Domestic violence often happens behind closed doors, but its repercussions are felt far beyond the home and are often seen in the classroom. The violence experienced in the home takes away one of the few places where a child can feel powerful. However, domestic violence impacts not just the child seeing and hearing abuse in their homes. When children of domestic violence go to school it affects their classmates as well.
For 11-year-old *Sam, home was a battlefield – a place filled with violence and pain. The domestic abuse he witnessed was severe and long-lasting. School was the one place where he was heard and got attention, but it was for all the wrong reasons. Instead of mastering geometry, Sam was disrupting his classroom by bullying his classmates and getting into fights. He had trouble paying attention in class and his grades suffered. Things were so bad that he attempted suicide several times, leading to multiple Baker Acts to protect Sam from himself.
Sam’s family sought safety at the Women In Distress emergency shelter, where his mother, *Debbie, received resources like family relocation and work opportunities. These critical, life-saving services alleviated stress on the family. Therapy sessions with Sam and his mom began to shine a light on the issues he was having in school. Sam’s therapist was able to partner with his school to have him evaluated and placed in a more appropriate classroom to meet his needs. He learned coping skills that helped him handle stress, and soon the bullying and fighting stopped. Sam’s social skills improved and the frequency of his outbursts lessened.
Although the trauma Sam experienced was severe, he was now equipped to handle day-to-day stressors and work on bigger issues through therapy. Today, Sam and his family continue to work with their therapist at Women In Distress. His current situation has vastly improved from when he met his therapist two years ago.
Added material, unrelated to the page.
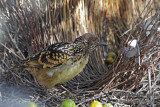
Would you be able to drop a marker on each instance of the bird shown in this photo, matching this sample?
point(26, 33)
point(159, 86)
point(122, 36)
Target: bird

Sam’s mom now has a more stable living arrangement and a suitable job. All of Sam’s siblings are attending services through Women In Distress individual therapy programs and support groups.
Children of domestic violence can affect the culture of the entire classroom. In addition to getting lower grades, children who witness domestic violence are more likely to be disruptive in class and suffer behavioral problems, including aggression and bullying. This interferes with learning and diverts the teacher’s attention away from teaching, which can result in lower test scores and graduation rates for the entire classroom. According to researchers, this disruption has far-reaching consequences for classmates later in life, including lower wages.
Simply put – when a child feels safe, things get better at school for the child and their classmates. That’s why our Children’s Programs are so important. They help children find safe places in their homes, give them tools to deal with their anger and express their emotions.
As a new school year begins, more than 50% of those living in our shelter right now are the smallest victims of domestic violence – children. Because of your support, families can heal the deep wounds inflicted by domestic violence. Together we can break the cycle of violence and help all children thrive in the classroom and beyond.